Quais cuidados evitam enfraquecer a cobrança?

  • Não assinar declaração de pagamento de quantia que não foi recebida;
  • Não entregar documentos originais sem guardar cópia legível;
  • Não confiar apenas em conversas telefônicas: confirme pontos importantes por escrito;
  • Não confundir falta de pagamento com diferença de cálculo; registre cada problema separadamente;
  • Não aguardar o fim do prazo prescricional para organizar documentos e identificar responsáveis;
  • Não aceitar proposta sem conferir valor, forma de pagamento, quitação e consequências do acordo.

Uma análise responsável precisa considerar documentos, provas, situação patrimonial e riscos do processo. Nenhuma medida garante resultado ou recebimento imediato.

Como organizar a análise do caso?

Separe CTPS, TRCT, aviso-prévio, holerites, extratos bancários e do FGTS, mensagens e dados completos da empresa. Liste em ordem cronológica: último dia trabalhado, término projetado do contrato, prazo de 10 dias, pagamentos recebidos e documentos pendentes.

Na 18ª Região, em Goiás, aplicam-se as mesmas normas federais trabalhistas e processuais; o resultado depende da prova e do enquadramento de cada processo. A organização inicial ajuda a distinguir uma pendência documental de uma cobrança que também envolve diferenças, responsáveis adicionais ou insolvência empresarial.

Fontes

Referências oficiais usadas para conferir a base legal. A leitura das normas não substitui a análise individualizada.

Preciso enviar notificação antes de entrar com ação trabalhista?

A notificação extrajudicial não é requisito obrigatório para ajuizar a ação. Ela pode registrar a cobrança, confirmar dados bancários e produzir prova de que a empresa foi avisada, mas não substitui a análise dos documentos nem interrompe os prazos prescricionais.
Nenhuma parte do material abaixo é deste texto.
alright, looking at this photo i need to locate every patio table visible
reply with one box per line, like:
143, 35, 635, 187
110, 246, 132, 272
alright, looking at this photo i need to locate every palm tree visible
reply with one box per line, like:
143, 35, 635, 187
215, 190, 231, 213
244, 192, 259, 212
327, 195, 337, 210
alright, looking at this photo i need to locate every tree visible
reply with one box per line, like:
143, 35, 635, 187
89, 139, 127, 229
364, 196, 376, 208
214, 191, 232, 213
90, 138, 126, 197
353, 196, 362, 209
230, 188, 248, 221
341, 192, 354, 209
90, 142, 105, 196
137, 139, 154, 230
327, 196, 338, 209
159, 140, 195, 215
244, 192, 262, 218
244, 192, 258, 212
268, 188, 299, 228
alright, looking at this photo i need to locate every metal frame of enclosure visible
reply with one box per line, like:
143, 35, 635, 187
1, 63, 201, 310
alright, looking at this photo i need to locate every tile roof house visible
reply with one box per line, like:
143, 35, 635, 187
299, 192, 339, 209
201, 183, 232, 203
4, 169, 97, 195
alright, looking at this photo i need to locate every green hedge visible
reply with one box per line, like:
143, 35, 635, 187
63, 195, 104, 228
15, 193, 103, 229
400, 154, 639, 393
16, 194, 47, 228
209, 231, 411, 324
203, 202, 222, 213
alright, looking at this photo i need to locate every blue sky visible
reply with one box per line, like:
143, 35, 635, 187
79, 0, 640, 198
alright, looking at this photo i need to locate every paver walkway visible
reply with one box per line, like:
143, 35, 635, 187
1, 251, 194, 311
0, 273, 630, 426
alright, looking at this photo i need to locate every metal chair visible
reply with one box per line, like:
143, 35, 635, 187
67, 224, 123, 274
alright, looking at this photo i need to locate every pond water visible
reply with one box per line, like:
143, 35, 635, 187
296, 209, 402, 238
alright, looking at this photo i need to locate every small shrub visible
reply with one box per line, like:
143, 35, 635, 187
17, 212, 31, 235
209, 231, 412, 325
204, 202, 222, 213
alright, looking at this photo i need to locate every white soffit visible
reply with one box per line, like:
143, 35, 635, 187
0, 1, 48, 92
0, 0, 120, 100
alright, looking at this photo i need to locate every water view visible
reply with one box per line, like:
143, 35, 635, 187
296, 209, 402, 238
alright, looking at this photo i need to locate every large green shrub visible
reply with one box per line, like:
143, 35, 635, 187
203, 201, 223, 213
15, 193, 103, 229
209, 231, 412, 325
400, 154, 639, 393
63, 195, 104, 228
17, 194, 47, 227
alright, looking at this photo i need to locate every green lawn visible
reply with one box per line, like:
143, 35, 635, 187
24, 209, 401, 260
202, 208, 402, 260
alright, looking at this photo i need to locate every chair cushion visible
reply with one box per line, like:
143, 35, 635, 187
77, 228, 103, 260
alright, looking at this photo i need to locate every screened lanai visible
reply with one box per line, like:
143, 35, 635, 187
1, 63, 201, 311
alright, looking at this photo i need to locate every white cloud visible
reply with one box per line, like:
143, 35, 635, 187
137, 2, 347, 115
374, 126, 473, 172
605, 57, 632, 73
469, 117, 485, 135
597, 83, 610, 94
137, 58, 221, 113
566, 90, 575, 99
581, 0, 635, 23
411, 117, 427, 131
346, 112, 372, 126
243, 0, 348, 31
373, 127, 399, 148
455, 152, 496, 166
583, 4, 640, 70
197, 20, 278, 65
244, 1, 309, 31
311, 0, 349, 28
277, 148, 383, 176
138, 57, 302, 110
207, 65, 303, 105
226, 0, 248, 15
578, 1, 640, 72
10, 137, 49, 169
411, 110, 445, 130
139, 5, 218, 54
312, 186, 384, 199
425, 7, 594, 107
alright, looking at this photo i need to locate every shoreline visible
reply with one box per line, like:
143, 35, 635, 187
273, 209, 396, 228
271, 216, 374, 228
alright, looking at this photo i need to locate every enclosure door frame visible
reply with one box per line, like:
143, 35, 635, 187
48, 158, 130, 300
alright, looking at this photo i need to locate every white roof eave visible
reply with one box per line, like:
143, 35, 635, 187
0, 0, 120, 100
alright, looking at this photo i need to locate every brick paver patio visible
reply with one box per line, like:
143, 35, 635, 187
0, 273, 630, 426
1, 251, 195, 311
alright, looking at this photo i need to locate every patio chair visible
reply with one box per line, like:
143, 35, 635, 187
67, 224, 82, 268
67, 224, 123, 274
A empresa não entregou as guias. Posso pedir FGTS e seguro-desemprego?

É possível pedir judicialmente a entrega dos documentos e, conforme as provas e a urgência, requerer providências para saque do FGTS, habilitação no seguro-desemprego ou indenização substitutiva. A Súmula 389 do TST reconhece que a falta da guia necessária ao seguro-desemprego pode gerar indenização, desde que o trabalhador preencha os requisitos do benefício.

A empresa fechou as portas. Ainda é possível cobrar?

O encerramento das atividades não elimina o crédito trabalhista. A cobrança pode envolver patrimônio da empresa, sucessão empresarial, empresas de grupo econômico ou, após o procedimento próprio, responsabilidade de sócios; o caminho depende dos fatos e das provas disponíveis.

Os sócios respondem automaticamente pela dívida trabalhista?

Não automaticamente. A inclusão de sócios pode exigir o incidente de desconsideração da personalidade jurídica previsto no art. 855-A da CLT, com aplicação dos arts. 133 a 137 do CPC, direito de defesa e decisão judicial antes da constrição de bens pessoais.

O sócio que saiu da empresa também pode responder?

Pode responder em condições específicas. O art. 10-A da CLT prevê responsabilidade subsidiária pelas obrigações do período em que integrou a sociedade, em ação ajuizada até dois anos após a averbação da saída, observada a ordem legal; fraude comprovada pode alterar essa responsabilidade.

O que muda se a empresa estiver em recuperação judicial ou falência?

A Justiça do Trabalho pode reconhecer e liquidar o crédito, enquanto atos de pagamento seguem as regras do juízo da recuperação ou da falência. Na falência, o art. 83, I, da Lei 11.101/2005 dá preferência ao crédito trabalhista até 150 salários mínimos por credor, classificando o excedente como quirografário; a Súmula 388 do TST afasta as multas dos arts. 467 e 477 apenas da massa falida.